Il regarda sa petite sœur lui faire de grands signes par la fenêtre de son compartiment, lui sourit gentiment, soupira et partit.
(Il s'appelait Achille Macbeth, et il était amoureux de la Française)
Dans le train, la jeune fille à la perle se réveilla avec lenteur et se rappela brusquement – en voyant le paysage défiler à toute allure – où elle était et pourquoi. Elle allait à Poudlard, pour apprendre la magie… elle avait dix-sept ans… et, ah oui, en France il y avait des tas de gens insupportables.
Elle allait rencontrer des Anglais désagréables, lourds, stupides, ou pire, intelligents. Elle ne connaissait pas l'Angleterre, ni les Anglais – juste un, et il n'était pas représentatif. Mais elle partait faire sa dernière année d'études à Poudlard, et ce n'était pas comme si elle parlait anglais. Ni comme si elle savait ce qui l'attendait. Ni comme si elle aimait l'Angleterre, en fait.
Au moins, c'était elle qui avait insisté pour y aller… Pour une fois, elle avait pris une initiative et décidé quelque chose. Merveilleux. Comme si elle avait pu rester en France alors que toutes sortes d'inconscients voulaient son bonheur et faisaient de leur mieux, pour son bien. Enfin, elle aurait pu, mais elle n'avait pas voulu faire exploser la maison… le village… et toute la Normandie en fait. Trop d'étrangers en ce moment dans le coin, faut pas décourager les touristes.

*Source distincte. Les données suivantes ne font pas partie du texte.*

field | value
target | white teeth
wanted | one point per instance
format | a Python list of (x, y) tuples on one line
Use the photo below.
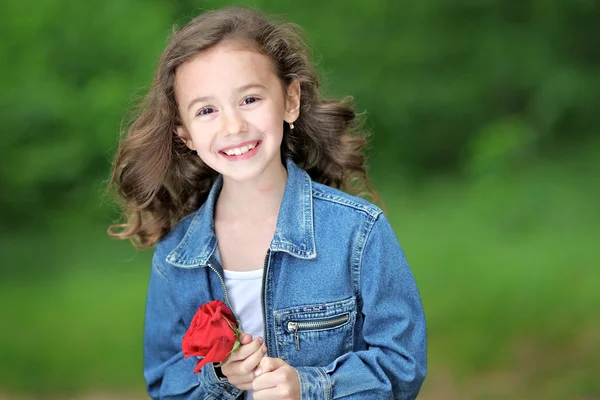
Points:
[(240, 150)]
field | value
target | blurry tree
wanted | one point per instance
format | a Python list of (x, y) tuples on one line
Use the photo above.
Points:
[(446, 85)]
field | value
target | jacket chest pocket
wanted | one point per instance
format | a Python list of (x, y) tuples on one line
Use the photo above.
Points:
[(315, 334)]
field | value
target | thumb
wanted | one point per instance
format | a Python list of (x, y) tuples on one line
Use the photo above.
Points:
[(268, 364)]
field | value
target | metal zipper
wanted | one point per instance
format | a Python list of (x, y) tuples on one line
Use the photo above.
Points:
[(262, 299), (296, 326), (225, 292)]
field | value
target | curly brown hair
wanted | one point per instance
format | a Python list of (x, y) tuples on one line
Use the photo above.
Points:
[(161, 181)]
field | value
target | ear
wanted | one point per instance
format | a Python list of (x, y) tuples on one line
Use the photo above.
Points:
[(292, 101), (185, 137)]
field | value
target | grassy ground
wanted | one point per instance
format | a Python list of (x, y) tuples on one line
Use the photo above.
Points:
[(507, 268)]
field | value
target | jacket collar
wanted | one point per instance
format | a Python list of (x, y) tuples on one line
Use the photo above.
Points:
[(294, 233)]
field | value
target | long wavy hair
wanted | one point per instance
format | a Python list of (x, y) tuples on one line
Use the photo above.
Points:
[(161, 181)]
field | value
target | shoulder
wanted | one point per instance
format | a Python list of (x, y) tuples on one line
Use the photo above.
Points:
[(329, 197)]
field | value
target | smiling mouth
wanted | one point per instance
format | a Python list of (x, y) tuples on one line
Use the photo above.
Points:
[(240, 150)]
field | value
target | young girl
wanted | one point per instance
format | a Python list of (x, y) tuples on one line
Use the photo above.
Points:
[(232, 170)]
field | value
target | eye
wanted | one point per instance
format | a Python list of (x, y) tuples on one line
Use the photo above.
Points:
[(205, 111), (250, 100)]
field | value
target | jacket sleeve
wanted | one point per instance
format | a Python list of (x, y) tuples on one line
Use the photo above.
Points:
[(395, 362), (168, 375)]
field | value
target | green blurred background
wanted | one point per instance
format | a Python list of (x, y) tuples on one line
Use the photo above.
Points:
[(486, 152)]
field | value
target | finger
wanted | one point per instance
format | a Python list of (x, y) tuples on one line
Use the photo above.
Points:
[(253, 360), (245, 338), (266, 380), (243, 382), (268, 364), (276, 393), (246, 349)]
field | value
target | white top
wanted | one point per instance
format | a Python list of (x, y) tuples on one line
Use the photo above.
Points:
[(244, 289)]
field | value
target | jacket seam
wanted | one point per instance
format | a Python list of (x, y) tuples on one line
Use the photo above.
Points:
[(369, 229), (156, 265), (371, 210)]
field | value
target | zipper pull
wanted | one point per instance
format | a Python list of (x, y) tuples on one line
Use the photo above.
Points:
[(293, 327)]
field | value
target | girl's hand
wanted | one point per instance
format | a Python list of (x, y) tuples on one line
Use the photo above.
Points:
[(239, 368), (275, 379)]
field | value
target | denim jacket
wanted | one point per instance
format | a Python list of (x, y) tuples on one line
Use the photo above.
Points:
[(339, 300)]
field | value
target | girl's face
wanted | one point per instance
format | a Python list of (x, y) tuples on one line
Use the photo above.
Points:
[(233, 107)]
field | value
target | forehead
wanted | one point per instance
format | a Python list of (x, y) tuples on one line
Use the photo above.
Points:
[(222, 68)]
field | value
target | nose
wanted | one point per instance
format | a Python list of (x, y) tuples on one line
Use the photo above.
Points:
[(233, 122)]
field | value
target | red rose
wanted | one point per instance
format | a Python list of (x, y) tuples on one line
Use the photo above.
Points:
[(213, 334)]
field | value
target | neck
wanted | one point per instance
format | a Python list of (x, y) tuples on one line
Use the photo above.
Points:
[(258, 199)]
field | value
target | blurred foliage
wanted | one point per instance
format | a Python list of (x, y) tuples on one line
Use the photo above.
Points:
[(457, 86), (485, 148)]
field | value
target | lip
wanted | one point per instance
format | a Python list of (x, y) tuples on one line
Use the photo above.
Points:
[(244, 156), (234, 146)]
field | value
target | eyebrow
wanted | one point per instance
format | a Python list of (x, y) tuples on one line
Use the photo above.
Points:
[(238, 90)]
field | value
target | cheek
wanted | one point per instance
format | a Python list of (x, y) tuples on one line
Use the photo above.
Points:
[(270, 121)]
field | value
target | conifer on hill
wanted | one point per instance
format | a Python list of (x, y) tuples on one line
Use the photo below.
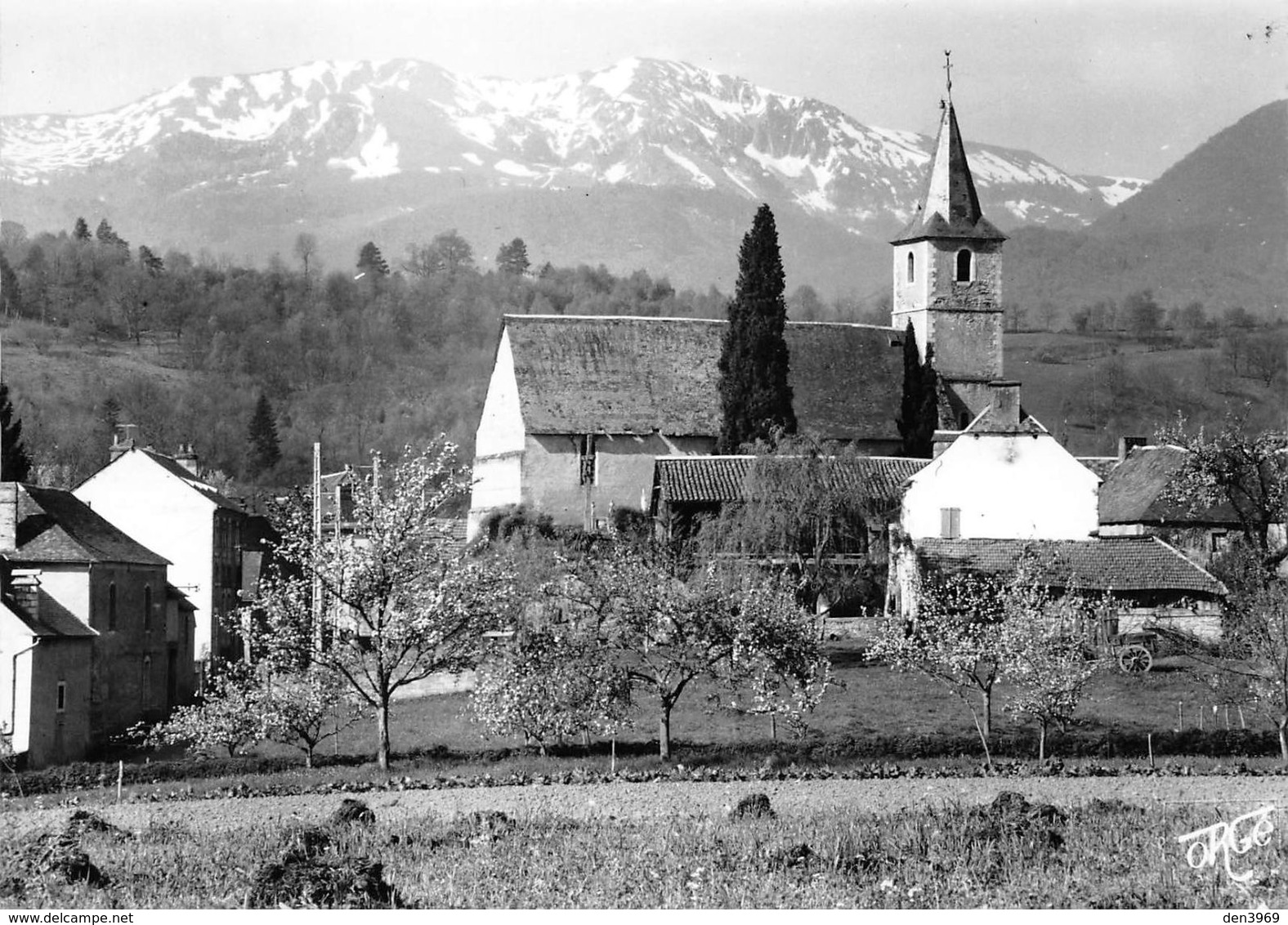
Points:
[(370, 261), (262, 451), (15, 459), (919, 410), (755, 395)]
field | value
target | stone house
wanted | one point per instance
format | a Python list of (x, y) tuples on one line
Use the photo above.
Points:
[(1004, 489), (163, 504), (74, 578), (1135, 502)]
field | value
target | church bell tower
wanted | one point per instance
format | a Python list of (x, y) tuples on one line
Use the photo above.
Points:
[(948, 277)]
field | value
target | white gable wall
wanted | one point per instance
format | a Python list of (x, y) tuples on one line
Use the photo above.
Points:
[(499, 442), (1005, 487), (165, 514)]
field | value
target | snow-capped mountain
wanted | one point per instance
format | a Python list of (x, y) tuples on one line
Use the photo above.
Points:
[(646, 123)]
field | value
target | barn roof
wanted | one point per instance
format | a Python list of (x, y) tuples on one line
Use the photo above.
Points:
[(632, 375), (711, 480), (1129, 563), (56, 526), (1133, 493)]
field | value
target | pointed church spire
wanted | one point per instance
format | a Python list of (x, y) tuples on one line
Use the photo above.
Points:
[(950, 205)]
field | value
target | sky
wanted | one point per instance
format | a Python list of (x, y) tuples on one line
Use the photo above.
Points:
[(1122, 87)]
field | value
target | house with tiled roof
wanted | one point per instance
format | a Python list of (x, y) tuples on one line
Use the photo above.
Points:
[(163, 503), (1135, 500), (688, 489), (94, 636), (579, 407), (1006, 489)]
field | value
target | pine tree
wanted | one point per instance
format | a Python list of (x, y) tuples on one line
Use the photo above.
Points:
[(754, 391), (919, 410), (15, 459), (150, 261), (263, 451), (370, 261), (512, 258)]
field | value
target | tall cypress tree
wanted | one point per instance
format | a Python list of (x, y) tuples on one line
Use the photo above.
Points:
[(919, 410), (15, 460), (262, 447), (755, 395)]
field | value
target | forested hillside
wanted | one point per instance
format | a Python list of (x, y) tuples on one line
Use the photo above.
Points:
[(396, 350)]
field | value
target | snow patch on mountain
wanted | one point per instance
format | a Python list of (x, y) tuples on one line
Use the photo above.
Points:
[(378, 158)]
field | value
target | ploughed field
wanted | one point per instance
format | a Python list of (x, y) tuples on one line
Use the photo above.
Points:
[(911, 842)]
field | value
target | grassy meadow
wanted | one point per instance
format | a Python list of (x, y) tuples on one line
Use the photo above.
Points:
[(1008, 853)]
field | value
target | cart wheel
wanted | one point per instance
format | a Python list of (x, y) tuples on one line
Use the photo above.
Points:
[(1135, 659)]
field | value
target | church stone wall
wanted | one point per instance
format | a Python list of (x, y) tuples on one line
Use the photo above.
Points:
[(624, 473)]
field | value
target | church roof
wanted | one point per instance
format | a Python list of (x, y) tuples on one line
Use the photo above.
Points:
[(948, 205), (633, 375), (711, 480)]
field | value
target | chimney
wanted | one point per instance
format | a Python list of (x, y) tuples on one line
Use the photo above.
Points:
[(1127, 444), (25, 592), (1004, 406), (121, 445), (8, 517), (187, 458)]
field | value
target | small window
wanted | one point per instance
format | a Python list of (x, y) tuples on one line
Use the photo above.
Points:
[(588, 462), (950, 523), (147, 681)]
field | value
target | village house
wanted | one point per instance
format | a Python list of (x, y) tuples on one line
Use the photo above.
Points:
[(163, 504), (1005, 489), (1135, 500), (93, 638)]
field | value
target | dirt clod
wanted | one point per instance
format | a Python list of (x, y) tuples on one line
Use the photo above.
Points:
[(755, 807), (299, 882), (353, 812)]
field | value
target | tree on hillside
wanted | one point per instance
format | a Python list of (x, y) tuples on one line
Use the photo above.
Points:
[(263, 451), (150, 261), (371, 261), (1142, 315), (398, 599), (512, 258), (755, 395), (11, 292), (919, 409), (105, 235), (306, 246), (15, 459)]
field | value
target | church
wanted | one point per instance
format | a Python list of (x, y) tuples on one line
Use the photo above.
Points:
[(579, 409)]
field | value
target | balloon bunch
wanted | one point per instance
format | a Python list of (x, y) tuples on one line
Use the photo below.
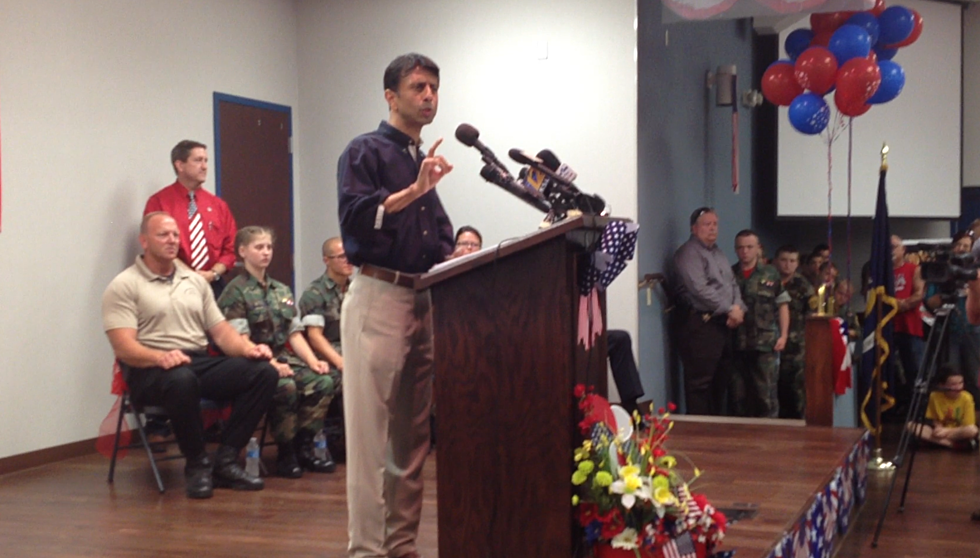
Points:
[(847, 53)]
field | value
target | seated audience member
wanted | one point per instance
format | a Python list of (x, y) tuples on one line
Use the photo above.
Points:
[(950, 418), (468, 240), (962, 338), (625, 374), (158, 315), (262, 310), (320, 303)]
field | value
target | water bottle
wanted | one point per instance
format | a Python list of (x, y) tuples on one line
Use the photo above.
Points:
[(320, 446), (252, 457)]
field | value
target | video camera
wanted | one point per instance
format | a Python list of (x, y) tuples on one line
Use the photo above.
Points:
[(941, 266)]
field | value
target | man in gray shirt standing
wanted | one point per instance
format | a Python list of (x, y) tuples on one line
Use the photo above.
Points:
[(709, 307)]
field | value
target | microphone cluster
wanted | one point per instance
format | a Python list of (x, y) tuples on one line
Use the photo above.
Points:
[(544, 182)]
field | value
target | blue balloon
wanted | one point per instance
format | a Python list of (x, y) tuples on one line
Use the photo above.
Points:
[(797, 42), (896, 24), (849, 41), (809, 113), (868, 22), (892, 82), (885, 53)]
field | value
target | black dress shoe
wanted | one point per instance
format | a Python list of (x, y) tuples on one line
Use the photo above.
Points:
[(197, 473), (229, 474), (286, 465)]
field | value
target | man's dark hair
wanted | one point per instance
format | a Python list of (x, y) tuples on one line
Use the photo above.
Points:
[(406, 64), (786, 249), (467, 228), (182, 151), (699, 212), (944, 372)]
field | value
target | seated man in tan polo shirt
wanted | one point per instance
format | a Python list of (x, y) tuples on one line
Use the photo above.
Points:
[(158, 315)]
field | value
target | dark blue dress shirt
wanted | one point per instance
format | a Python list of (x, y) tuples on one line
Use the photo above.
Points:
[(374, 166)]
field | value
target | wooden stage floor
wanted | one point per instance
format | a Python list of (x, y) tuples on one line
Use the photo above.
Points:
[(67, 509)]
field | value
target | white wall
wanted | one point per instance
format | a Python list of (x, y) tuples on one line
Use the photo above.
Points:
[(92, 97), (971, 96), (580, 102)]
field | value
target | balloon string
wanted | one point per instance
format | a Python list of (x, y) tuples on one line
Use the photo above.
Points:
[(850, 153), (830, 191)]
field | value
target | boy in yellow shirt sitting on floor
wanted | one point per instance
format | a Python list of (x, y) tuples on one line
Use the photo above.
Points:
[(950, 419)]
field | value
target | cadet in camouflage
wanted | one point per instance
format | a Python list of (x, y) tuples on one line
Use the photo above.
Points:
[(762, 335), (320, 304), (803, 302), (263, 310)]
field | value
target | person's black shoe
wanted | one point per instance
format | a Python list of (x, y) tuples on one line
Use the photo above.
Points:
[(286, 465), (307, 456), (229, 474), (197, 473)]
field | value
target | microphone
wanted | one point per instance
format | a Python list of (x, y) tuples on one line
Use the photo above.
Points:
[(495, 175), (470, 137)]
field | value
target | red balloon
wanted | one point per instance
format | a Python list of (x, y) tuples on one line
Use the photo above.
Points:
[(914, 35), (828, 22), (848, 107), (822, 38), (857, 81), (816, 70), (779, 84)]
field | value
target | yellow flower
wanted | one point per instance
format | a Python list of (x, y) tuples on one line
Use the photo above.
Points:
[(663, 496), (602, 478)]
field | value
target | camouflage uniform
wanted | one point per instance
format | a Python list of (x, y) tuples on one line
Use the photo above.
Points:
[(753, 389), (792, 363), (320, 307), (267, 314)]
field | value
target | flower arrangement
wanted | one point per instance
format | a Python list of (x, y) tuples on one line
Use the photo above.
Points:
[(630, 497)]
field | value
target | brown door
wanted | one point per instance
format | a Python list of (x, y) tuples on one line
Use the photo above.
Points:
[(255, 171)]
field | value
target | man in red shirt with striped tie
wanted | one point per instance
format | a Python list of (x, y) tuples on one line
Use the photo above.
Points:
[(207, 227)]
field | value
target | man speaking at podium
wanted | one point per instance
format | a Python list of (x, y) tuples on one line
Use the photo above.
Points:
[(393, 224)]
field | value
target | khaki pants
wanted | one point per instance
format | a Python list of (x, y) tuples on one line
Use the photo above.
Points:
[(386, 332)]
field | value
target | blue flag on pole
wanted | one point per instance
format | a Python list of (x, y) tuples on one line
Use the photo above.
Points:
[(875, 381)]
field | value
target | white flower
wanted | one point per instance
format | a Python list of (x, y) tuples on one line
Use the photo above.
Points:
[(626, 539)]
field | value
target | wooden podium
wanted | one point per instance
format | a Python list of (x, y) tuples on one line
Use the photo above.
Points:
[(507, 358), (819, 371)]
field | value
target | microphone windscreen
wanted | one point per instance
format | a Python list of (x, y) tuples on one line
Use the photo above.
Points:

Et puis en fait elle aurait dû rester mais elle avait décidé n'importe quoi. Elle racontait n'importe quoi. Elle faisait n'importe quoi (en l'occurrence, se recroqueviller en position fœtale, si on la voyait…). Et finalement, il valait mieux qu'elle se rendorme au lieu de stresser.
(Elle s'appelait Aréthuse de Mayeul et elle était magnifiquement angoissée)
Elle sourit nerveusement à son amie. Elle était contente, elle n'avait pas eu à s'expliquer à propos du badge « P-e-C » épinglé sur sa poitrine. Les gens pensaient sans doute qu'elle ferait une bonne préfète-en-chef. Splendide.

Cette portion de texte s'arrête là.